Most Irish rugby supporters will remember with anguish the sight of Wallace writhing on the Aviva Stadium pitch after a clash during a warm up game with England ended his World Cup dream – and subsequently forced the flanker to call time on his career.
“It was obviously very upsetting not to be going to the World Cup last year – especially when you have worked so hard over the summer and the previous four years to get yourself into shape and contention for a place,” he remembers. “I narrowly missed out on the squad in 1999; in 2003 I was injured and wasn’t really in the running. I did get called out for the last few weeks but I didn’t see any game time that year. 2007 was a disaster all round so I was looking forward to making amends and having a good World Cup this time. I wanted to have something good to say about the tournament for once – it wasn’t to be unfortunately.”

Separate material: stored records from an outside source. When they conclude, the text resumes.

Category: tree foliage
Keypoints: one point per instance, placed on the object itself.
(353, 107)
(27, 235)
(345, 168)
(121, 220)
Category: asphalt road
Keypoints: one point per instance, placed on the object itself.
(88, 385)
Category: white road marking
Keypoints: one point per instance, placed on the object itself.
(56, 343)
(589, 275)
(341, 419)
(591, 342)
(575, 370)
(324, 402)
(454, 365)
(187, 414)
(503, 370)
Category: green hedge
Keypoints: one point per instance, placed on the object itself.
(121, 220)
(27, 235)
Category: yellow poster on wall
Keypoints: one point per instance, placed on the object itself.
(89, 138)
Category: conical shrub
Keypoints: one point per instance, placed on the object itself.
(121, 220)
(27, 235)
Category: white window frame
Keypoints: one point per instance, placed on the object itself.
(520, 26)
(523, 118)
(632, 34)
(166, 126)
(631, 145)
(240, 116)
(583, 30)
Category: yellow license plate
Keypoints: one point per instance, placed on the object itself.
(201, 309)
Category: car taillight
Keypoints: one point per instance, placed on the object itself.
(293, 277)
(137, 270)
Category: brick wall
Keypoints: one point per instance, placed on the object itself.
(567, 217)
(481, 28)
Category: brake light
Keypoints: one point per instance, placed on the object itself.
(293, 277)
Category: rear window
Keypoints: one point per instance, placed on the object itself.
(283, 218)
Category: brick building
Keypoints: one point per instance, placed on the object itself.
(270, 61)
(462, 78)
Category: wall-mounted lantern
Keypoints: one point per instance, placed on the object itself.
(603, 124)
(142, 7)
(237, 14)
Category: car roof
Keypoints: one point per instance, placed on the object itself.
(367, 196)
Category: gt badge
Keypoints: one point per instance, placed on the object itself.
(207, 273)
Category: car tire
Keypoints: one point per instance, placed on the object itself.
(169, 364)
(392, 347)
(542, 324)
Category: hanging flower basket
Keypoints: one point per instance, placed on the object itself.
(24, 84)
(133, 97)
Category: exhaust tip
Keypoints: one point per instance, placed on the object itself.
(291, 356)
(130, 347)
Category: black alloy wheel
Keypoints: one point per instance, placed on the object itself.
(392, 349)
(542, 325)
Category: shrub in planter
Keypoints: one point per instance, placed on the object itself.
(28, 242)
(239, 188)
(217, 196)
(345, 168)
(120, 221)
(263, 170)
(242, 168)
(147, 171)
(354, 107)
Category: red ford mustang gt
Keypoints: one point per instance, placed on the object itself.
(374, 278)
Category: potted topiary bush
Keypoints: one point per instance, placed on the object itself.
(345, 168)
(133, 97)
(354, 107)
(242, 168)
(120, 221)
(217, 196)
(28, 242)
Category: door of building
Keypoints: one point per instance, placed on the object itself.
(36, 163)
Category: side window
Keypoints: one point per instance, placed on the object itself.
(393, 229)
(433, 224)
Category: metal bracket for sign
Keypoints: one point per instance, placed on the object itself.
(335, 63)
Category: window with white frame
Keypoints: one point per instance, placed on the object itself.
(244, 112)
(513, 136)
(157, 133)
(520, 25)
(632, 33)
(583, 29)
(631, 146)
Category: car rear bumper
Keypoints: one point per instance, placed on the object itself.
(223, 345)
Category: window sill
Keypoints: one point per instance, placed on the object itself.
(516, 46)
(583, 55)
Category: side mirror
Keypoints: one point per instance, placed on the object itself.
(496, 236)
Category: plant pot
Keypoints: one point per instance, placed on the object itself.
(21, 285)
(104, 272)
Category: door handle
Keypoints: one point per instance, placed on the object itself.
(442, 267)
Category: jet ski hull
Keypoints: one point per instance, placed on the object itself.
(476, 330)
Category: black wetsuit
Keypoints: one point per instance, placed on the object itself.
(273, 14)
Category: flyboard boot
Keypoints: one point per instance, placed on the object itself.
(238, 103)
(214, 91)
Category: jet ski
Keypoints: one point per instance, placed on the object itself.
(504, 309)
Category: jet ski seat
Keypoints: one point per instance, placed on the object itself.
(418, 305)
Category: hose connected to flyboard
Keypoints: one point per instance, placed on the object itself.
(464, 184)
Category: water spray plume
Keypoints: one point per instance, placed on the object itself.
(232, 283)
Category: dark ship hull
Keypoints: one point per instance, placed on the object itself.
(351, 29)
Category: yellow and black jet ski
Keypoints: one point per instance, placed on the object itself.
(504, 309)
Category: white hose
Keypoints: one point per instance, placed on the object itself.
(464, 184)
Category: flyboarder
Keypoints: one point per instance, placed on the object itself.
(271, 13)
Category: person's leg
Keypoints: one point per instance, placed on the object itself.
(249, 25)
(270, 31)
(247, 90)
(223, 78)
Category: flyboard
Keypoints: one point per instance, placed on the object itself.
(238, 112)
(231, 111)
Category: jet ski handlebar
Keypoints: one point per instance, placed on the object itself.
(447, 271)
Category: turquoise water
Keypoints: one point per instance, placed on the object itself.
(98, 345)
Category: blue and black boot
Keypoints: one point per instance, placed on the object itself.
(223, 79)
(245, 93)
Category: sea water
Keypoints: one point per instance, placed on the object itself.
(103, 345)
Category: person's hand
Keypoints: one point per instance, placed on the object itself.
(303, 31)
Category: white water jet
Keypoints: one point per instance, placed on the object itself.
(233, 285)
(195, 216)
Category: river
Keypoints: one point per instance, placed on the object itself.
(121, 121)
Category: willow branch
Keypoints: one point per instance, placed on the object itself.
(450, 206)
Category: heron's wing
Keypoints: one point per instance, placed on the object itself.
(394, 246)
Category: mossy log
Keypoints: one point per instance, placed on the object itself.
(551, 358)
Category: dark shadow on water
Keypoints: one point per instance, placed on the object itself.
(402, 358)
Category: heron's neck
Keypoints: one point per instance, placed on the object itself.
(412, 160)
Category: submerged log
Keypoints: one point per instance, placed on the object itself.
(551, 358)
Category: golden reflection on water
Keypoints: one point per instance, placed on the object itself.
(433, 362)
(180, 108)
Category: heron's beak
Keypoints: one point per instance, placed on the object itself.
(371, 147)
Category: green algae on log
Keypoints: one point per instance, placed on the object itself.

Wallace’s rehabilitation this time around was markedly different to a shoulder injury he suffered in 2001 which briefly halted his career. The move to professional standards have no doubt changed how the game is run here, as well as upping the standards in treatment and care of injured players while they try to regain full fitness and return to the fold. Unlike many of the GAA players that the World Sports Team has spoken too, Wallace, says he never felt like he was on his own. “I wouldn’t say that my rehabilitation was isolating – in fact, it was quite the opposite. I never felt on my own and the back-up and support I received at Munster was fantastic. However, it’s very different now than it was almost a decade ago – you could be forgotten about when you were out injured back then. Nowadays, it’s very different at Munster. Before I got injured I had eight weeks of the hardest training I’ve ever had to do – I was unbelievably fit and I wanted to maintain that throughout my rehab. I was able to do that alongside other lads like Jerry Flannery and Felix Jones who were also out injured around the same time. On top of that, you are still expected to be at the training sessions and team meetings – all of your fitness work and rehab is scheduled with the rest of team activities so you don’t really miss anything.”
Sadly for Wallace, and Munster and Irish rugby supporters, the back row forward couldn’t shake his injury sufficiently and he announced his retirement in May earlier this year as a result. Despite the disappointment though, Wallace can look back on a glittering career that saw him pick up two Heineken Cups with Munster in over 200 appearances for the province, while the top five appearances of his 72 in an Irish shirt will always be the Grand Slam winning season of 2009.
Having had a torrid year with injury, Wallace knows the value of having a support network around to help ease the pain, which is why he is supporting the World Sports Team. “I think the World Sports Team is a great initiative. To have a worldwide organisation that aims to help sports people is a brilliant resource for any individual who suffers injury and I’m proud to support it.”